There was one departure from the many genes of small-effect paradigm: Lencz described a new approach by the Malhotra group wherein they probed their dataset for recessive genes that might contribute larger genetic effects in schizophrenia. Specifically they looked for regions with improbably long stretches ("runs") of homozygosity—statistically improbable sequences in which the same nucleotide sequence was inherited from both parents. While this is apparently a common feature of the genome even in healthy subjects, this phenomenon was observed to occur with significantly greater frequency in patients with schizophrenia. They identified a greater number of runs of homozygosity among patients than among controls in nine distinct genomic regions, four of which contain genes previously suggested to be susceptibility genes for schizophrenia (CAPON [aka NOS1AP], NSF. ATF2, and PIK3C3).
Conference organizer Lynn Delisi of New York University raised the question of why there was no replication of popular candidates such as NRG1 or DTNPB1. It was noted by several speakers that the current GWA technologies, despite covering 500,000 SNPs, are still sampling just a small fraction of the genome, and were not designed for specific coverage of these gene candidates, which consequently are not well covered. Sullivan suggested it would take in the range of two million SNP chips to densely cover the top current candidates.
One audience member cautioned against using a "sliding scale" for picking out interesting candidates, noting that gene markers with significance figures in the range of 10-4 may contain a small percentage of true positives. Daniel Weinberger of NIMH commented that, similar to the candidate gene approach, it would make sense to look more closely at "hits" with lower than genome-wide significance but prior evidence from other lines of research.
Bipolar GWA studies
The bipolar GWASs presented on 8 October were a mixture of published and unpublished work. The Wellcome Trust study presented by Nick Craddock of Cardiff University, and the NIMH study, presented by Amber Baum of NIMH in Bethesda, Maryland, were published in the past half year (see SRF related news story). These authors presented new data from their groups' efforts to verify their results in each other's publicly available datasets. Unpublished bipolar GWASs were presented by Pamela Sklar of the Broad Institute, Laura Scott of the University of Michigan in Ann Arbor, and Sven Cichon of Bonn University. The Baum, Scott, and Cichon studies used the Illumina HumanHap550 platform and the Craddock and Sklar studies used the Affymetrix 500K platform.
A number of genes, all of small effect at best, were highlighted by the different authors as ranking at the top of their respective lists of significant associations: PALB2, GABRB1 (and other GABA receptor subunit genes), GRM7, and SYN3 (Craddock); CACNAIC, MYO5B, and EGRF (Sklar), MAN2A, PRKCE, and DAGLA (Scott); DGKH, ZIP3, JAM3 (Baum).
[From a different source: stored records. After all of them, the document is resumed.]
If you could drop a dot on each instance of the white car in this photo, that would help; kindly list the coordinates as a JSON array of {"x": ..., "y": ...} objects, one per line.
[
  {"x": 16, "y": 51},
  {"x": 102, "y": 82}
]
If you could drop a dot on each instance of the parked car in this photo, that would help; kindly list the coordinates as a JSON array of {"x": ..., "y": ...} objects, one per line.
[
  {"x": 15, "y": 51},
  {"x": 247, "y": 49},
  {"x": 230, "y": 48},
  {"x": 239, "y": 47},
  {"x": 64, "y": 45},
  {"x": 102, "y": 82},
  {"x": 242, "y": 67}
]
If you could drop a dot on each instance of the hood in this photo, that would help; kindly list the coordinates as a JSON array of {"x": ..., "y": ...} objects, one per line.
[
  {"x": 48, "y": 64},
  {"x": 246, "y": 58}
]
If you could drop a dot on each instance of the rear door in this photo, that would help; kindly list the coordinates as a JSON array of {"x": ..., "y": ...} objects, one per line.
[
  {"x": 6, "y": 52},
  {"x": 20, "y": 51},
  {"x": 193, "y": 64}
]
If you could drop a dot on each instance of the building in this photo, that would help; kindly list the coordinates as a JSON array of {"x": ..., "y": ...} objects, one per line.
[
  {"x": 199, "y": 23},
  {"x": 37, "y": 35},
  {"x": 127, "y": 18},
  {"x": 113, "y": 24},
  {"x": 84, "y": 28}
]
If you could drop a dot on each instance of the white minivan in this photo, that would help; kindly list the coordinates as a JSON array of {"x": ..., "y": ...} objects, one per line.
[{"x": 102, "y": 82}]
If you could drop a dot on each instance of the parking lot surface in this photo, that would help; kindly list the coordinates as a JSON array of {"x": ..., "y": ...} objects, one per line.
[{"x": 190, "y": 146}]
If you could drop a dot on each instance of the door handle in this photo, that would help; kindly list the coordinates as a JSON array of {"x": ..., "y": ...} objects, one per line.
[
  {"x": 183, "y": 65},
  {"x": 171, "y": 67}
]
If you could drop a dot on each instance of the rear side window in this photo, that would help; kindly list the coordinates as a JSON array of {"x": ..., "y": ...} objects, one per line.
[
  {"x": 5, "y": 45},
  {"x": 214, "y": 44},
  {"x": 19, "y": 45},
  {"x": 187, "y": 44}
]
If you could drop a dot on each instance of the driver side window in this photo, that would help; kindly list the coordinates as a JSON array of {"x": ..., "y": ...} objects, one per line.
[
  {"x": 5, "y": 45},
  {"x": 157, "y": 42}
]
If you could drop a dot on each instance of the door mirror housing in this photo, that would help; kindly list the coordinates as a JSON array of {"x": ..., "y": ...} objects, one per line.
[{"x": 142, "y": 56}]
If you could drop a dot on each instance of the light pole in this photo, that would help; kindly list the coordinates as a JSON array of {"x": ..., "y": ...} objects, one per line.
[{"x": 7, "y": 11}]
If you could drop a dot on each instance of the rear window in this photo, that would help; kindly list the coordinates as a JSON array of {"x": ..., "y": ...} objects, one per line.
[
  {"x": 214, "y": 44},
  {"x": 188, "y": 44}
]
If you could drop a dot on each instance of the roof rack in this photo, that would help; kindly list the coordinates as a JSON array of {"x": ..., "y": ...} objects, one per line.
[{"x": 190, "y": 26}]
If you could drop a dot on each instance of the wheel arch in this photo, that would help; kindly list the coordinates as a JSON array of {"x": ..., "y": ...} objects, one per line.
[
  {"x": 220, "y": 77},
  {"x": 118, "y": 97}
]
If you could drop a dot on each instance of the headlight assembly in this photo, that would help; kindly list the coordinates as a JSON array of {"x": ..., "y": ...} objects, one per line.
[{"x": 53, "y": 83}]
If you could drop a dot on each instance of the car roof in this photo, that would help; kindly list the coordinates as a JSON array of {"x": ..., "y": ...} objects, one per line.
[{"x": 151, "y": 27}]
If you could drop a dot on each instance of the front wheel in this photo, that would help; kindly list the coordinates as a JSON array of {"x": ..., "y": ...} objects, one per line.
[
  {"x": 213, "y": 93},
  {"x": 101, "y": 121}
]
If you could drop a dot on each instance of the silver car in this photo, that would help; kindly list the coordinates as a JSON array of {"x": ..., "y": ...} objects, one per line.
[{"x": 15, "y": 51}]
Session chair Steve Faraone complimented the speakers both on their willingness to show SNP numbers and on the level of current and promised data-sharing. Craddock said that the experience with GWA studies in type 2 diabetes show you need big sample sizes, but warned that the p values and odds ratios will not be impressive, meaning that some true risk genes may not show up even in larger samples.
Several groups highlighted the importance of quality control. For example, Craddock noted that all of their initial top "hits" were thrown out during quality control steps. This seems to be a particular problem with the Affymetrix chips, for which researchers said that up to 25 percent of results have to be discarded.—Hakon Heimer.